Prenatal Diagnosis of MSL2‐Related Ventriculomegaly in Association With an Inherited 15q13 Microduplication
Omar Zgheib, Thomas Rio Frio, Jean‐Marie Pellegrinelli, Stefania Gimelli, Caterina Marconi, Delphine Le Mercier, Monica Rebollo Polo, Céline Habre, Joël Fluss, Russia Ha‐Vinh Leuchter, Marc Abramowicz, Rosalinda Giannini, Siv Fokstuen

TL;DR
This paper reports the first prenatal diagnosis of a genetic condition involving the MSL2 gene and a 15q13 microduplication, showing a mild outcome in a child at 11 months.
Contribution
The study presents the first prenatal case of an MSL2 splice variant and its coexistence with a 15q13 microduplication.
Findings
RNA analysis confirmed a loss-of-function mutation in MSL2.
The fetus showed ventriculomegaly but had only mild developmental delay at 11 months.
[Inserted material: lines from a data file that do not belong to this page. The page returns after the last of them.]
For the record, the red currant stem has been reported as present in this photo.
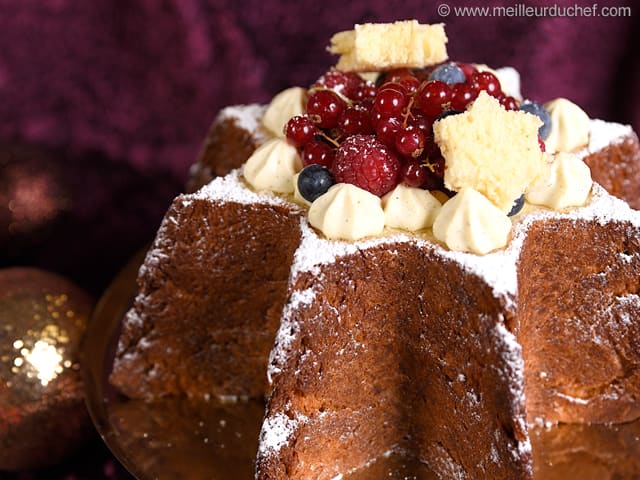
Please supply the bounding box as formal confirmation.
[307,86,353,107]
[402,95,416,128]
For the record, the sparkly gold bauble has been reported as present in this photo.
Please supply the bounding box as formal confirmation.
[0,268,93,470]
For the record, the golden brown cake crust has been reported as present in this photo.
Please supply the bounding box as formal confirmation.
[518,220,640,423]
[187,105,265,192]
[256,243,531,480]
[584,132,640,210]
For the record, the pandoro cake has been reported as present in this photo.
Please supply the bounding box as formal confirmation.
[110,21,640,479]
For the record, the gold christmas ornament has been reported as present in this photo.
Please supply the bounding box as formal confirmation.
[0,268,93,470]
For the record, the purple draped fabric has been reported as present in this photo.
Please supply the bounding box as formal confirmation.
[0,0,640,478]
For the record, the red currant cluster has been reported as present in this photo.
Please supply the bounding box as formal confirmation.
[285,64,519,196]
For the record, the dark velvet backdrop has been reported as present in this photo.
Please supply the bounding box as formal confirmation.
[0,0,640,478]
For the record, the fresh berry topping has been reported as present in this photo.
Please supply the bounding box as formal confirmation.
[520,101,551,140]
[338,107,373,137]
[451,83,478,111]
[355,82,376,101]
[408,111,433,138]
[376,117,402,146]
[307,90,346,128]
[428,63,467,85]
[500,96,518,110]
[302,140,335,168]
[416,80,451,117]
[395,125,425,158]
[312,70,365,100]
[457,62,478,82]
[384,68,420,93]
[333,135,400,197]
[374,84,407,117]
[284,115,317,147]
[400,160,429,188]
[298,165,335,202]
[470,72,504,97]
[507,193,524,217]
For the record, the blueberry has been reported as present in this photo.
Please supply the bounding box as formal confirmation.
[298,164,335,202]
[507,193,524,217]
[428,63,467,85]
[520,101,551,140]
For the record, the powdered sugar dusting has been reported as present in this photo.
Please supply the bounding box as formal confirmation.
[267,288,316,384]
[258,413,306,456]
[576,119,633,157]
[191,169,300,209]
[493,318,531,461]
[291,183,640,309]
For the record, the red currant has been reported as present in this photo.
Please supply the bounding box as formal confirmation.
[376,117,402,146]
[500,96,519,110]
[338,107,373,137]
[307,90,346,128]
[470,71,503,97]
[354,82,377,101]
[302,140,335,168]
[395,125,424,158]
[284,115,316,147]
[451,83,478,111]
[416,80,451,117]
[332,135,400,197]
[408,110,434,138]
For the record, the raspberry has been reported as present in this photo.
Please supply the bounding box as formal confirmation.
[333,135,400,197]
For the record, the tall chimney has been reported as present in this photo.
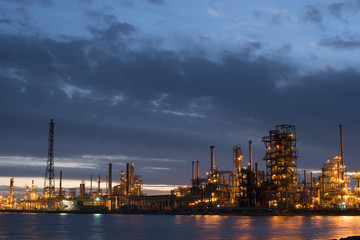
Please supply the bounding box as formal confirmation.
[126,163,130,194]
[59,170,62,198]
[192,161,195,183]
[249,140,254,171]
[210,146,215,174]
[90,175,92,194]
[98,175,101,194]
[339,124,344,180]
[196,161,200,179]
[9,177,14,203]
[108,163,112,195]
[255,163,259,186]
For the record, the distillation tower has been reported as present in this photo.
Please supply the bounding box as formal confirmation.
[262,125,298,192]
[44,119,55,198]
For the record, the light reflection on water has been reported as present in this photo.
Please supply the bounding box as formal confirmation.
[0,213,360,240]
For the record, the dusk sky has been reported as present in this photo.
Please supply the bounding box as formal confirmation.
[0,0,360,193]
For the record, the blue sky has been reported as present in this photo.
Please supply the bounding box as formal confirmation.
[0,0,360,195]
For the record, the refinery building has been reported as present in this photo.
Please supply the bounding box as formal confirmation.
[0,119,360,213]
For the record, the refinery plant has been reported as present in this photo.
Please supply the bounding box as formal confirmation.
[0,119,360,213]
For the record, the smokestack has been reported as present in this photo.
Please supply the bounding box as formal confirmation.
[126,163,130,194]
[339,124,344,165]
[98,175,101,194]
[129,163,135,193]
[249,140,254,171]
[79,181,85,199]
[192,161,195,183]
[9,177,14,203]
[255,163,259,186]
[90,175,92,194]
[108,163,112,195]
[196,161,200,179]
[210,146,215,174]
[59,170,62,197]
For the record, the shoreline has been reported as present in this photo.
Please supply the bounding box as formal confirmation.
[0,208,360,216]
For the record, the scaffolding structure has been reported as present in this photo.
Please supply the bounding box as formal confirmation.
[262,125,298,192]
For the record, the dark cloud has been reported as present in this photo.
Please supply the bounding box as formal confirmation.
[6,0,54,7]
[0,18,12,24]
[148,0,165,5]
[329,3,346,20]
[253,9,292,25]
[89,22,136,42]
[319,36,360,50]
[0,23,360,184]
[302,5,323,24]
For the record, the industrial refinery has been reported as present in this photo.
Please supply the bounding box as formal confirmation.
[0,119,360,213]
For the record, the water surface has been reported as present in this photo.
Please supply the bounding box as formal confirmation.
[0,213,360,240]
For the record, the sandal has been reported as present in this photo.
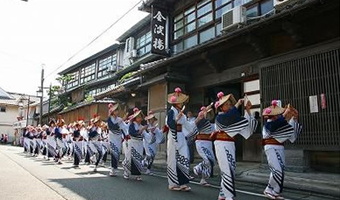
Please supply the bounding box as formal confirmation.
[275,195,285,200]
[263,191,276,199]
[169,185,181,191]
[180,185,191,192]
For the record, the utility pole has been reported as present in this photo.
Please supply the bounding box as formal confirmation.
[39,65,44,125]
[47,83,52,123]
[26,95,30,126]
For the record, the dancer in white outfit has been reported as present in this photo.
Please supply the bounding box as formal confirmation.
[262,100,302,199]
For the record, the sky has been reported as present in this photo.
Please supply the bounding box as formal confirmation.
[0,0,148,95]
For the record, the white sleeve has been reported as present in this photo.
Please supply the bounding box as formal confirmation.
[239,112,258,139]
[288,118,302,143]
[119,120,129,135]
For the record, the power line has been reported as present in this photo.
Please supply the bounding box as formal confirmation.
[45,0,143,78]
[0,50,41,64]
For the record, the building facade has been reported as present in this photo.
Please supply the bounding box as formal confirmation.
[56,0,340,171]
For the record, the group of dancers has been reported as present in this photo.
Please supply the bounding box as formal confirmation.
[24,88,302,200]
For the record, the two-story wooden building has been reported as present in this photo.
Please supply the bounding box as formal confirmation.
[57,0,340,171]
[134,0,340,171]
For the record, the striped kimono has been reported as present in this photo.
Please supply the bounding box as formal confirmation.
[214,107,257,199]
[262,116,302,196]
[107,116,128,170]
[194,119,216,182]
[143,124,165,169]
[166,106,195,187]
[72,129,84,166]
[46,128,57,157]
[87,127,102,166]
[123,122,148,176]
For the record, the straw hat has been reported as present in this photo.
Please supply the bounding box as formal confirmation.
[215,92,237,109]
[262,100,285,116]
[108,103,119,115]
[129,108,142,121]
[92,115,100,123]
[57,118,65,126]
[168,87,189,104]
[48,119,55,126]
[100,122,107,127]
[145,110,157,120]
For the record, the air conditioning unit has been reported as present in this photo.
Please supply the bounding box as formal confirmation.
[222,6,247,31]
[131,49,137,58]
[107,65,117,73]
[123,37,135,66]
[273,0,303,12]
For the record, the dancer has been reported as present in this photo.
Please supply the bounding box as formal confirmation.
[107,103,128,176]
[88,115,102,172]
[142,111,165,175]
[211,92,257,200]
[262,100,302,199]
[123,108,148,181]
[166,88,195,191]
[194,104,216,186]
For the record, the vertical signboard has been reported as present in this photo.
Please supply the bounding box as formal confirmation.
[151,7,168,56]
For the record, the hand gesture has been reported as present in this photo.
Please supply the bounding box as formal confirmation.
[235,99,243,108]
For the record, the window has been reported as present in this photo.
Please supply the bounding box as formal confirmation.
[216,23,222,35]
[200,27,215,43]
[215,2,232,19]
[260,0,274,15]
[65,71,79,89]
[136,31,151,57]
[80,63,96,84]
[97,54,117,78]
[184,35,197,49]
[247,5,258,17]
[0,106,6,112]
[172,0,273,54]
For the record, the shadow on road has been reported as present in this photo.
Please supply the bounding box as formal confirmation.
[50,175,218,200]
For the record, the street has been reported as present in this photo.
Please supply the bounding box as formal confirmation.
[0,145,336,200]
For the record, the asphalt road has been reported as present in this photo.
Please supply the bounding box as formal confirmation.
[0,146,338,200]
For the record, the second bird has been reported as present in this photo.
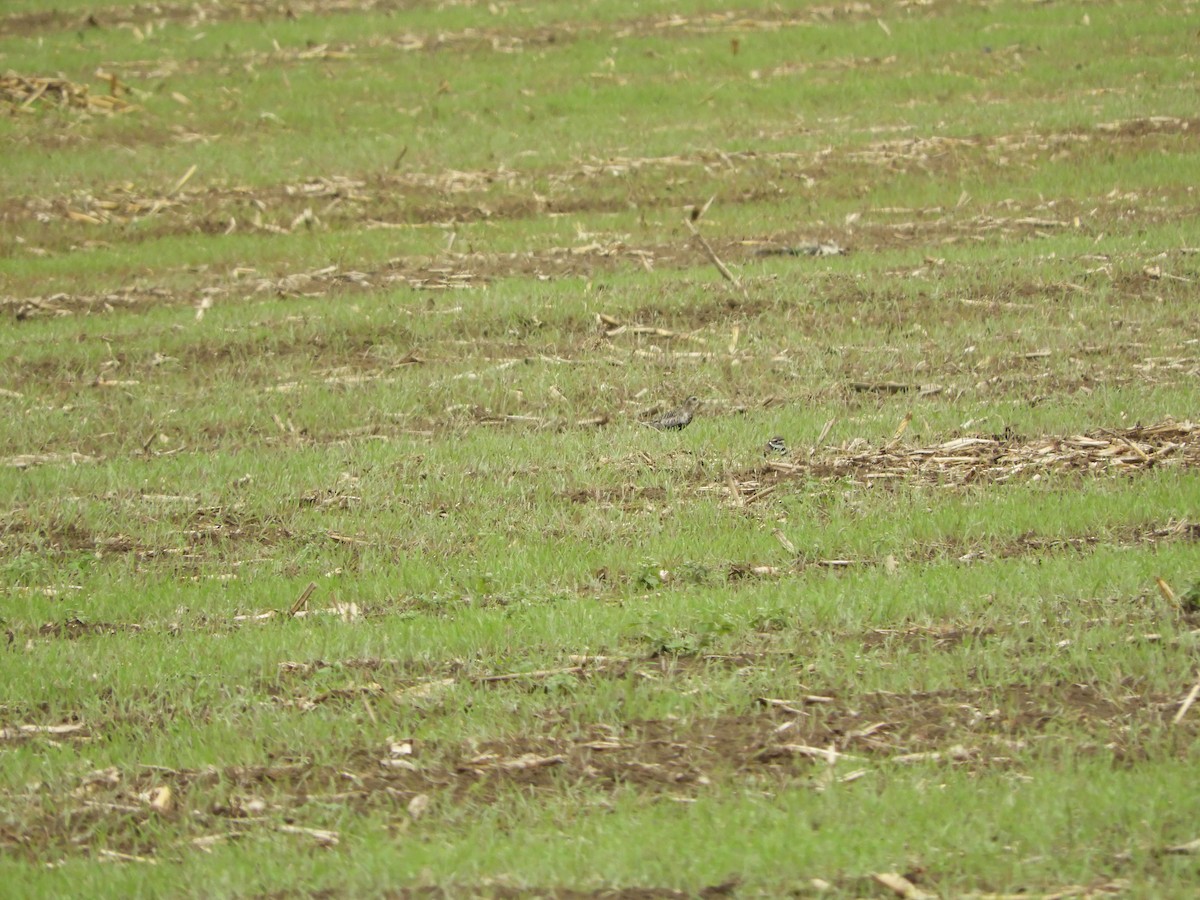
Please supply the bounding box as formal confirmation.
[646,397,700,431]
The case highlights the difficulty in predicting outcomes for rare genetic syndromes.
Abstract
The Male‐Specific Lethal 2 Homolog (MSL2) gene was recently reported to be responsible for a novel, rather severe neurodevelopmental syndrome including brain abnormalities. We report the first prenatal case of an MSL2‐related pathology caused by a de novo MSL2 splice variant (c.142+1G>T). RNA study on amniotic fluid cells showed an intronic inclusion and frameshift, consistent with loss‐of‐function intolerance. The fetus, who presented with bilateral moderate ventriculomegaly, also carried a paternally inherited 15q13 microduplication. Brain MRI at 2 and 4 months of age showed stable, mildly enlarged lateral ventricles. Clinical evaluation at 11 months revealed only a mild developmental delay. This case illustrates the challenges in predicting the postnatal outcome of recently characterized syndromes with limited documented cases, especially in association with a second independent…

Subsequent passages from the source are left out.